A declaratory judgment lawsuit can be problematic for the sender of the C&D letter for three main reasons. First, the sender of the cease and desist letter may not be ready, either financially or logistically, to defend against a preemptive lawsuit. Once such a lawsuit is filed, it is usually advantageous to file a counterclaim against the recipient of the C&D letter based on the very allegations of infringement contained in the letter. However, if the sender does not have the financial resources, or the facts of the case have not yet been developed, the sender/declaratory judgment lawsuit defendant could be at a severe disadvantage for ultimately asserting their rights. Another consideration related to resources is that a cease and desist letter recipient/plaintiff will most likely file a declaratory judgment action in their “home court”, which if distant from the sender/defendant’s jurisdiction could cause logistical and financial headaches.
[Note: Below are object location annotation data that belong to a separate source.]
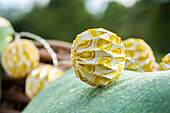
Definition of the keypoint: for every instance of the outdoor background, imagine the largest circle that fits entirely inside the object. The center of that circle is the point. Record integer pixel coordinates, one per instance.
(64, 19)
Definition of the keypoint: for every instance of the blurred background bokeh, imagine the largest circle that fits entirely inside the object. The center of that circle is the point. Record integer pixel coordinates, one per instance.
(64, 19)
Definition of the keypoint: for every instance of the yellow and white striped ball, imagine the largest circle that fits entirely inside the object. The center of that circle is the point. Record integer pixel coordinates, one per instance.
(98, 56)
(19, 58)
(40, 78)
(141, 52)
(165, 64)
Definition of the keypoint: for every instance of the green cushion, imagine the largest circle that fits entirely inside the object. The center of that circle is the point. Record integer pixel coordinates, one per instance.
(132, 92)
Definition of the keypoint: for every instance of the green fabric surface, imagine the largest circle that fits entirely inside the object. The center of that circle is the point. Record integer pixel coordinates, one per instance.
(133, 92)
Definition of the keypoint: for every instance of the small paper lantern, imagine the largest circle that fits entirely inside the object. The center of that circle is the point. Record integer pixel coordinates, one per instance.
(40, 78)
(98, 56)
(19, 58)
(6, 31)
(4, 22)
(165, 64)
(140, 51)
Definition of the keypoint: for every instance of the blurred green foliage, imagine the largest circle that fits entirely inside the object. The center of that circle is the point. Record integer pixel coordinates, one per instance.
(64, 19)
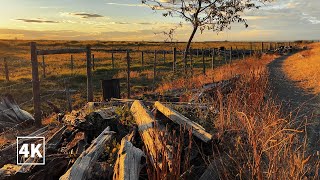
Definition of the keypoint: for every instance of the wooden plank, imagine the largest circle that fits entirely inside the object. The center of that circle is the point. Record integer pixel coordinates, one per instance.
(89, 75)
(149, 134)
(6, 69)
(178, 118)
(35, 84)
(80, 170)
(128, 163)
(128, 74)
(60, 51)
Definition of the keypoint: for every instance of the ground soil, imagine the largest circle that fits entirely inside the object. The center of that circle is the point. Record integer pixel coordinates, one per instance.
(301, 105)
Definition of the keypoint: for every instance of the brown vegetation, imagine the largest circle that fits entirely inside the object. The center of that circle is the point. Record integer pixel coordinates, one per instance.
(303, 67)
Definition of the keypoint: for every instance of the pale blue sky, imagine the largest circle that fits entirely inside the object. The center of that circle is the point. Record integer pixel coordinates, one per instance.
(130, 20)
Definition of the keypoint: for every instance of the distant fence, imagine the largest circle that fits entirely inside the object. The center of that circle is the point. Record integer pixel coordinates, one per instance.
(227, 55)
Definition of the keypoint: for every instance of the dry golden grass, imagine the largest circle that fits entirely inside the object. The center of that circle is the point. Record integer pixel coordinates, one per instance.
(217, 74)
(304, 68)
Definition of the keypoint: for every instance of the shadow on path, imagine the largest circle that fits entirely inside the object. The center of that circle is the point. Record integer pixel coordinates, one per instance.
(293, 99)
(296, 101)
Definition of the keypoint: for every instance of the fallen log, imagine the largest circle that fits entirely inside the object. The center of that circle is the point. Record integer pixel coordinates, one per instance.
(10, 113)
(51, 141)
(149, 134)
(210, 173)
(178, 118)
(128, 163)
(6, 154)
(81, 167)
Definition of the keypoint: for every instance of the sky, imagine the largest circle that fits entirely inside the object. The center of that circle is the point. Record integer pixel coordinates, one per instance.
(130, 20)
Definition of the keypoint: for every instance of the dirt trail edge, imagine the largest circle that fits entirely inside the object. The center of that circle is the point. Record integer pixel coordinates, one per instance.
(295, 100)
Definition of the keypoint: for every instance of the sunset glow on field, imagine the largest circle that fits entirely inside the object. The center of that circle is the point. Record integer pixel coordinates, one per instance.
(131, 20)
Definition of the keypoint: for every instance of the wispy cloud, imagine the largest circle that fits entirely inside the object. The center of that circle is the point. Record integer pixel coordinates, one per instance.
(311, 19)
(86, 15)
(37, 21)
(130, 5)
(83, 15)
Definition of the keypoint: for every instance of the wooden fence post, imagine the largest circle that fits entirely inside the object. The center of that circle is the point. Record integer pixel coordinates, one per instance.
(230, 58)
(212, 59)
(185, 52)
(243, 55)
(43, 67)
(142, 59)
(128, 73)
(191, 60)
(164, 56)
(35, 85)
(225, 55)
(203, 64)
(93, 66)
(89, 75)
(71, 63)
(238, 53)
(154, 69)
(68, 96)
(112, 59)
(6, 69)
(174, 59)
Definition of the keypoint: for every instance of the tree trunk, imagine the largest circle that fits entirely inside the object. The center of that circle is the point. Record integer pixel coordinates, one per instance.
(195, 28)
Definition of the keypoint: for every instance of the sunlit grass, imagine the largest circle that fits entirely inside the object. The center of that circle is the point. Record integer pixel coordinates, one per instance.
(304, 68)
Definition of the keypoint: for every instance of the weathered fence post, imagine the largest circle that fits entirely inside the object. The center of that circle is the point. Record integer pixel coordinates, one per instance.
(185, 60)
(191, 61)
(6, 69)
(174, 59)
(43, 67)
(35, 85)
(112, 59)
(154, 69)
(93, 65)
(230, 58)
(243, 54)
(203, 64)
(142, 59)
(238, 53)
(128, 74)
(212, 59)
(89, 75)
(225, 55)
(68, 96)
(71, 63)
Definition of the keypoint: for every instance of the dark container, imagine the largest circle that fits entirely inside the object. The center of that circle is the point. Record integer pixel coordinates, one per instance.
(110, 89)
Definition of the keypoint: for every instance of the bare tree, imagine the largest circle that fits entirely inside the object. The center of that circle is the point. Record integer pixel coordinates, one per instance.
(203, 15)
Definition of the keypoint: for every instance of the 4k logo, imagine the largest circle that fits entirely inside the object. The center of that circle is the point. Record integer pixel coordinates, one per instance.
(30, 150)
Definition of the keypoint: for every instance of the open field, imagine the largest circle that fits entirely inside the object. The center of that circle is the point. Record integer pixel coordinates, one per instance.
(304, 68)
(59, 72)
(251, 137)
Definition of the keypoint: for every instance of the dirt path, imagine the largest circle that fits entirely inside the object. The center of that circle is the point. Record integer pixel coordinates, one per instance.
(295, 100)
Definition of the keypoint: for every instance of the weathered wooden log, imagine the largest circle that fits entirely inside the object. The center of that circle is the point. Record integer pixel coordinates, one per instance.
(210, 173)
(178, 118)
(51, 141)
(80, 169)
(149, 134)
(128, 164)
(10, 113)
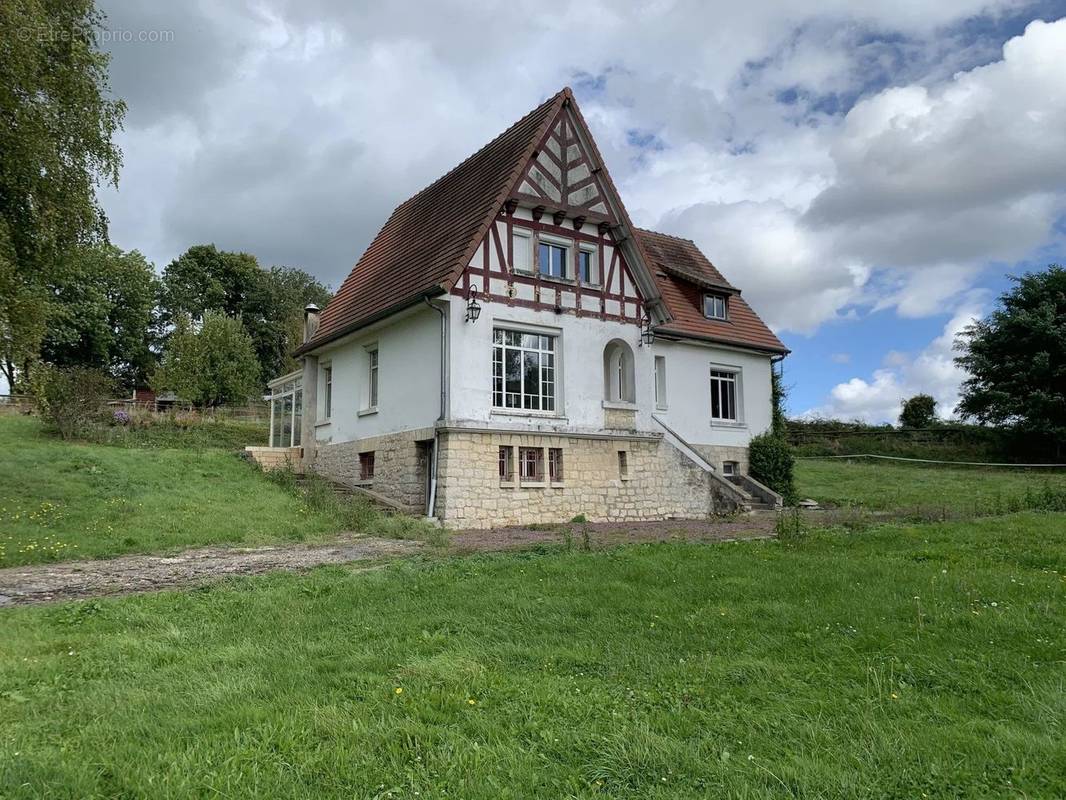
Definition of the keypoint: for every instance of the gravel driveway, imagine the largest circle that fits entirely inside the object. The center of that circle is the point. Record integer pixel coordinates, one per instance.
(138, 573)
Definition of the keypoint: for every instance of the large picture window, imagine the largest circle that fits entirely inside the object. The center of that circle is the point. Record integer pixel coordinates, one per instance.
(723, 395)
(523, 370)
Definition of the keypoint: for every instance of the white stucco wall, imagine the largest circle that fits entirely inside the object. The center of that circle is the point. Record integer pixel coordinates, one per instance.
(408, 380)
(689, 393)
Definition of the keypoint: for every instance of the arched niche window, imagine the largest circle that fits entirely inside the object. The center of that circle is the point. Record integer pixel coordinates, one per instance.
(618, 382)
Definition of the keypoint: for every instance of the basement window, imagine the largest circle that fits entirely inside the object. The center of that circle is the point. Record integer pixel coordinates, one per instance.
(531, 464)
(367, 466)
(506, 465)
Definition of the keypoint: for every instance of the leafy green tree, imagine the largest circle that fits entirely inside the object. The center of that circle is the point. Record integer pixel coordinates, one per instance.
(778, 422)
(73, 400)
(274, 316)
(918, 412)
(102, 313)
(209, 367)
(55, 146)
(270, 303)
(205, 278)
(1016, 358)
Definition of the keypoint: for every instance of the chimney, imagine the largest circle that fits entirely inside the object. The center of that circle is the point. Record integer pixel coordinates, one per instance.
(310, 322)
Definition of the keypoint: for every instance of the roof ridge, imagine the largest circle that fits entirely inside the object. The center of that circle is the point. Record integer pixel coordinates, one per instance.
(423, 190)
(668, 236)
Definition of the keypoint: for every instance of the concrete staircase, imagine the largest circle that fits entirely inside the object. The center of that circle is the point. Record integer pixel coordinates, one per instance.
(742, 491)
(384, 504)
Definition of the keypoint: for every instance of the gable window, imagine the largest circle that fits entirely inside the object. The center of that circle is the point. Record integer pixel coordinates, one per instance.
(619, 385)
(327, 392)
(521, 250)
(372, 378)
(553, 259)
(523, 370)
(586, 267)
(714, 306)
(367, 466)
(531, 464)
(661, 382)
(723, 395)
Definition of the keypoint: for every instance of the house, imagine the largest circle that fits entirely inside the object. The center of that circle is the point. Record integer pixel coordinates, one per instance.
(512, 349)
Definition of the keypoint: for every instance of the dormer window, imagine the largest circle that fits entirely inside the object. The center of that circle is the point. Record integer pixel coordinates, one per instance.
(714, 306)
Second, C&D letter recipients/plaintiffs usually attack the validity of the sender/defendant’s IP rights when filing declaratory judgment suits, and also offer up evidence that no infringement took place. If the cease and desist letter sender did not have strong IP rights, or did not have enough facts to legally prove infringement in a court at the time the letter was sent, the sender would now be at great risk of not only losing an infringement argument but also losing their own IP rights.
Finally, a declaratory judgment action usually forecloses the possibility that a quick settlement can be reached between the sender and recipient of the cease and desist letter on the terms that the sender was originally seeking. Once filed, a declaratory judgment action can give the C&D letter recipient/plaintiff stronger ground from which to negotiate, especially if the sender/defendant was caught flatfooted by the lawsuit.
Some situations may be inevitably destined for litigation regardless of what is written in a cease and desist letter. However, even in those situations legal counsel is highly advisable when writing and sending a cease and desist letter, and form letters from online legal services websites should be avoided. An over-the-top, “shock and awe” cease & desist letter making outrageous demands and threatening litigation that is sent to the wrong recipient at the wrong time can lead to unwanted or untimely litigation.